Materials and methods

Ethics statement

The endometriosis and normal endometrium tissue collected from humans was approved by the Ethical Committee of the Second Affiliated Hospital of Wenzhou Medical University and Yuying Children’s Hospital. The animal studies were approved by the Animal Use and Care Committee of Wenzhou Medical University and conducted following the guidelines for the Care and Use of Laboratory Animals of the National Institutes of Health.

Human tissue collection

Abdominal ectopic endometrial tissue and corresponding eutopic endometrial tissue were obtained from premenopausal women who underwent laparoscopic ovarian endometriosis cyst resection and hysteroscopy in the Second Affiliated Hospital of Wenzhou Medical University. Normal endometrial tissue was obtained from women who underwent laparoscopy and hysteroscopy for tubal infertility. All participants were between 35 and 45 years old and had not used hormone drugs 3 months before surgery. All specimens were collected in the late stage of secretion and confirmed by histopathology.
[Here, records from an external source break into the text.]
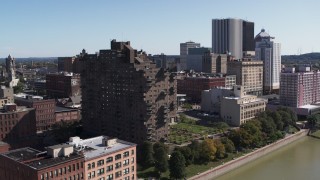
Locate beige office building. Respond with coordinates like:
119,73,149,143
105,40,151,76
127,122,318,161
220,86,267,126
227,59,263,96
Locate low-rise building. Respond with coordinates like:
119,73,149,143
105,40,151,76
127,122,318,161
0,104,36,144
220,86,267,126
0,136,137,180
54,106,81,122
14,94,56,132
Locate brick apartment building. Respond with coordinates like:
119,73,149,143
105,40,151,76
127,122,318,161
0,104,36,147
46,73,81,98
280,66,320,108
79,40,176,143
0,136,137,180
177,75,235,102
14,95,55,131
55,106,81,122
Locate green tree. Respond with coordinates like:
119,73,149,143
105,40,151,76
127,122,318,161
221,137,235,153
200,139,217,162
139,141,154,168
153,143,168,177
214,139,226,159
188,140,201,163
307,114,320,128
169,151,186,179
13,82,24,94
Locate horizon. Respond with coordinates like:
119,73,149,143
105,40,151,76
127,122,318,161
0,0,320,58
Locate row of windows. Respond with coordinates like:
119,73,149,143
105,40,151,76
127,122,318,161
41,162,83,180
87,150,134,169
88,157,134,171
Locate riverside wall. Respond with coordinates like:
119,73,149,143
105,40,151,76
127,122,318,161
189,129,308,180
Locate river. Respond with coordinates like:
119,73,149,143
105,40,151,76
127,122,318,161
215,137,320,180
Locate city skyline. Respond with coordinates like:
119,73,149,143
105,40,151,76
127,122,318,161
0,0,320,58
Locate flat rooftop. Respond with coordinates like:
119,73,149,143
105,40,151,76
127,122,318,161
75,136,136,160
55,106,77,112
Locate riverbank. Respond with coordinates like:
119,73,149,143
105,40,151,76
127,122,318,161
189,129,308,180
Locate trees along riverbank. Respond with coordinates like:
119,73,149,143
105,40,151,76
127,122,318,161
138,108,297,179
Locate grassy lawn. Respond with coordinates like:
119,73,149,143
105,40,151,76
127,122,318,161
311,130,320,138
169,123,217,144
137,152,245,179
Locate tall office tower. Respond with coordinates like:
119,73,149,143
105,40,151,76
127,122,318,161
212,19,254,59
177,41,200,71
6,55,19,87
280,66,320,108
186,47,211,72
227,59,263,96
255,29,281,93
202,52,228,74
79,40,177,143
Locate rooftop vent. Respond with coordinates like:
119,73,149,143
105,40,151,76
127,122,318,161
102,137,118,147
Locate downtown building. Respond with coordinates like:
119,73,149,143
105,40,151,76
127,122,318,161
177,41,200,71
80,40,176,143
46,72,81,98
212,18,255,59
255,29,281,94
280,66,320,108
227,58,263,96
0,136,137,180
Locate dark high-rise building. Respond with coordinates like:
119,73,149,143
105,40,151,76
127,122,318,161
212,18,255,59
79,40,176,143
242,21,255,51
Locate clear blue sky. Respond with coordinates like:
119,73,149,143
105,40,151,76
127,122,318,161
0,0,320,58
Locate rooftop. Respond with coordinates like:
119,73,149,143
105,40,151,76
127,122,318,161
55,106,77,112
71,136,136,160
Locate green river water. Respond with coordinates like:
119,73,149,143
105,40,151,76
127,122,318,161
215,137,320,180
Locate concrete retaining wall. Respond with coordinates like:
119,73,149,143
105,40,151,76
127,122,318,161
189,129,308,180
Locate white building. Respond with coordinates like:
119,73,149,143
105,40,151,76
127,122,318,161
177,41,200,71
220,86,267,126
255,29,281,93
212,18,254,59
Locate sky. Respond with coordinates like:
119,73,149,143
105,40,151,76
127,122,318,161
0,0,320,58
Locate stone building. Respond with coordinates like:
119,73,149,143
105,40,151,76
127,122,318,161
227,58,263,96
0,136,137,180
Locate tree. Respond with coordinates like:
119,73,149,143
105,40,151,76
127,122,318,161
307,114,320,127
13,82,24,94
175,146,194,166
169,151,186,179
139,141,154,168
200,139,217,162
153,143,168,177
214,139,226,158
188,140,201,163
221,137,235,153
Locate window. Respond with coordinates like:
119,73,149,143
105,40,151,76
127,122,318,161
123,168,130,174
115,171,121,178
97,160,104,166
123,151,129,157
116,162,121,169
106,165,113,172
114,154,121,160
97,168,104,176
106,157,113,163
106,174,113,180
123,159,129,166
Culture of human endometrial stromal cells(HESCs)

The collected endometrial tissues were washed three times by PBS, minced into pieces with sterile scissors, and then treated with 2 mg/ml (0.1%) collagenase II for 4 h at 37 °C. Stromal cells were isolated from epithelial cells and fragments using 150 and 37.4 μm screens, respectively. After incubation overnight, stromal cells stuck to the wall, the debris was removed from the medium, and the stromal cells were washed with PBS. HESCs were cultured with DMEM/F12 containing 10% fetal bovine serum and 1% penicillin/streptomycin antibiotics and incubated in a 37 °C incubator with 5% CO2, then replaced with the complete medium every other day.

Lentivirus transfection

Lenti-TFEB, Lenti-shTFEB, and Lenti-NC from GeneChem (Shanghai, China) were used for lentivirus transfection. The cell was transfected at 30–50% confluence. About > 95% of the cells survived 24 h later and then changed the culture medium, and the cells continued incubating for a further 3 days for follow-up experiments.

Protein extraction and western blot analysis

The endometrial tissue we collected and the cultured cells were washed with PBS and lysed with a radioimmunoprecipitation analysis (RIPA) buffer (Beyotime, Shanghai, China) that contained protease inhibitors. The tissue was cut up and mixed with the lysate for grinding, or the cells were scraped into the lysate, then sat on ice for 30 min, centrifuged for 15 min with 12000rmp at 4 °C, and the supernatant was taken. Protein concentration was determined by a BCA protein detection kit (Beyotime, Shanghai, China). The same amount of protein was mixed with 5 × sample buffer and boiled at 100℃ for 10 min. The same volume of the sample was loaded into 12.5% sodium dodecyl sulfate-polyacrylamide gel electrophoresis gels (PAGE, gel thickness 1 mm) for electrophoresis and then transferred to polyvinylidene fluoride (PVDF 0.45 μm) membrane (Bio-Rad, California, USA). Next, the membrane was blocked with 5% skim milk for 2 h, rinsed 3 times with TBST, then incubated with the required primary antibody at 4 °C overnight. On the second day, the membranes were washed with TBST 3 times and incubated with secondary antibodies at room temperature for 2 h. Chemiluminescence and reagent (Invitrogen, Carlsbad, USA) were used to observe the blots. The gray of these protein blots was quantified with Image Lab 3.0 software (BioRad, California, USA).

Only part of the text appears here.